As crude oil prices soar, Croatian motorists are seeking alternatives to gasoline.
By Kristina Cuk for Southeast European Times in Zagreb – 21/07/08
Gasoline prices in Croatia reached 1.30 euros a litre -- their highest ever -- and threaten to keep rising, but the price of Liquefied Petroleum Gas (LPG), or autogas, remains at 0.45 euros per liter. It comes as no surprise then that about 30,000 Croatians are driving on autogas and that the number is steadily increasing, says the Croatian Ministry for Environmental Protection, Physical Planning and Construction.
In its Plan for Protection and Improvement of Air Quality, the ministry estimates that by 2010, 150,000 drivers in Croatia will switch to autogas.
They are part of a worldwide trend. Countries as diverse as Pakistan, Australia and Taiwan are reporting an upsurge in interest in LPG systems.
Currently, there are 90 stations that supply autogas in Croatia. Pushed to the wall by the soaring cost of gasoline, more drivers are converting their cars to autogas. The demand for an LPG system is so high that drivers wait weeks for installation.
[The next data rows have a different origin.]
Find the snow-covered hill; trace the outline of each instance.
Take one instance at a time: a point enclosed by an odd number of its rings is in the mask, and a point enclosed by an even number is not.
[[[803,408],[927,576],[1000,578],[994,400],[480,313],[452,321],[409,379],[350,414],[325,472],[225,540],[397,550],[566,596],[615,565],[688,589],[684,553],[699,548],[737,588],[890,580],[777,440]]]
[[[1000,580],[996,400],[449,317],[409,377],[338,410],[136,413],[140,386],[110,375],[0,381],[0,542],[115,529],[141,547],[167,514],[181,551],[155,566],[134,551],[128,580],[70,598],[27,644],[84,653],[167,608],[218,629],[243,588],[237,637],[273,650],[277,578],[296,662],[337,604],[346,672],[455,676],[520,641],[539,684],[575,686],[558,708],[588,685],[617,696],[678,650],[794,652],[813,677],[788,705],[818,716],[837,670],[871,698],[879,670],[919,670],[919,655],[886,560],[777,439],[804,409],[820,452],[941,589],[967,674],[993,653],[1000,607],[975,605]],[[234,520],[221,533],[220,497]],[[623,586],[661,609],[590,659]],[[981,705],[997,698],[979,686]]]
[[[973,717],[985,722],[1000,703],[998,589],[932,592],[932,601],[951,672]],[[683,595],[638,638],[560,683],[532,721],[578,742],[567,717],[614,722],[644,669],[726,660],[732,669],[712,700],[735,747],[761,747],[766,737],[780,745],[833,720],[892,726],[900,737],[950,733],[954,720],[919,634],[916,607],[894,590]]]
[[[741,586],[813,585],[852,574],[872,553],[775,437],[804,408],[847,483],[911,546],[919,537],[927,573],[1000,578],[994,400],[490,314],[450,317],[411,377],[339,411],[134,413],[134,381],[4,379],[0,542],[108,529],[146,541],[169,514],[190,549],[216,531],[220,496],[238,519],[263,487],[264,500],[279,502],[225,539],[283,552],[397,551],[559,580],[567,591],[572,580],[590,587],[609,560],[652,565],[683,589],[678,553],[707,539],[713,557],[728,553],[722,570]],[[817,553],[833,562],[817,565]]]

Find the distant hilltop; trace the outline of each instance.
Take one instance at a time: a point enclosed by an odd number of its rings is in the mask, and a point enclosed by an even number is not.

The system for autogas costs approximately 1,000 euros, which pays off quickly since the price of autogas is a fraction of gasoline's. Eventually, the autogas system yields about 60% in fuel savings, compared to a conventional gasoline-burning engine.
Motorists using the cost-efficient autogas system say the investment pays off after about 20,000km of driving. A car covering 40,000km annually will save its owner, by some calculations, enough to buy a new car.
But these are not the only advantages. Cars running on autogas reduce environmental pollution, as autogas does not contain lead or sulfur. In addition, the emission of carbon monoxide is half as much as that of gasoline, with even less carbon dioxide. Essentially, autogas is a clean-burning fossil fuel.
The engine life of the autogas-powered cars is generally longer. However, that does not hold true for some models, which require many repairs if operated with autogas.
Other drivers cope by blending old and new household oil and using the mixture to fuel their cars. Yet others are giving up altogether on driving to work -- turning to public transportation or bicycles.
Still, the rising price of gasoline is not the most challenging aspect of life in Croatia. Inflation across the board is dragging down the county's living standard, especially for those with low incomes struggling to afford food and other necessities.